The German figures have been greeted with euphoria and self-congratulatory pronouncements by bankers, government officials and sections of the German media, but as Financial Times columnist Wolfgang Münchau pointed out recently, the German economic recovery is more “mirage” than “miracle.”
Münchau noted that the recovery in Germany has taken place against the background of a record postwar fall in German production of 5 percent in 2009—a decline much more pronounced than that of most other European economies. He wrote that the country could return to its production levels of 2007 only if it maintained a growth rate of 2.5 percent for 2010 and a similar rate for 2011. However, there are many factors indicating that it will prove impossible for Germany to maintain such a level of growth.
Germany was able to regain some economic ground in the early part of this year due to stimulus subsidies made available to employers by the government. But as is the case in France and many other European countries, these subsidies, such as short-time working, have largely come to an end.
Germany’s export industry also benefited in recent months from the fall in the value of the euro, which at one point declined to near 1.20 per dollar. In recent weeks, however, with concern growing over the prospects for the US economy, the euro has risen toward the 1.30 per dollar mark. The strengthened euro makes German exports less attractive on world markets.
Warning that Germany’s rebound was not reflected in Europe as a whole, David Owen of Jefferies International pointed out, “Germany is only 30 percent of the system. The other 70 percent are struggling. The headwinds facing the system are still immense.”
The president of the European Central Bank, Jean-Claude Trichet, issued his own warning last week, predicting that the euro-zone economy would be “much less buoyant” in the second half of the year.
The strength of the German economy is also its Achilles heel. Germany’s relatively expensive exports can find buyers only under conditions of expanding markets. But urged on by the German government, one European nation after another has introduced drastic austerity programs, which will inevitably depress economies and choke off consumer demand, with far-reaching longer term implications for German exports.

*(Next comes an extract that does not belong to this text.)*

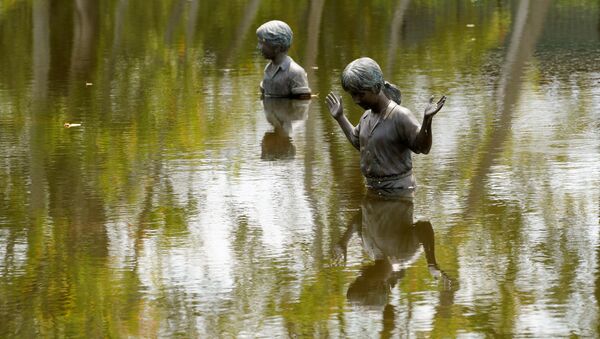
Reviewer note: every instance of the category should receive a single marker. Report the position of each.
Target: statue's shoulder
(294, 67)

The latest figures recording a slowdown in growth in most of the eurozone mean lower state revenues, which will increase pressure from the financial markets for governments to introduce even more severe public spending cuts.
For its part, the German government insists that the latest GDP figures vindicate its policy of withdrawing all forms of stimulus and intensifying austerity measures. Along these lines, German economists have harshly criticised the mildly reflationary measures announced last week by the US Federal Reserve.
Germany’s main business newspaper Handelsblatt quoted a economist from Barclays who described the Fed’s policy declaration as an “act of desperation” and warned that a downturn in the US would have massive repercussions for the German economy.
In a commentary in last Wednesday’s edition, the Handelsblatt correspondent in New York expressed his wholehearted support for the imposition of severe austerity measures in the US, approvingly citing a recent interview given by former US Treasury Secretary Robert Rubin.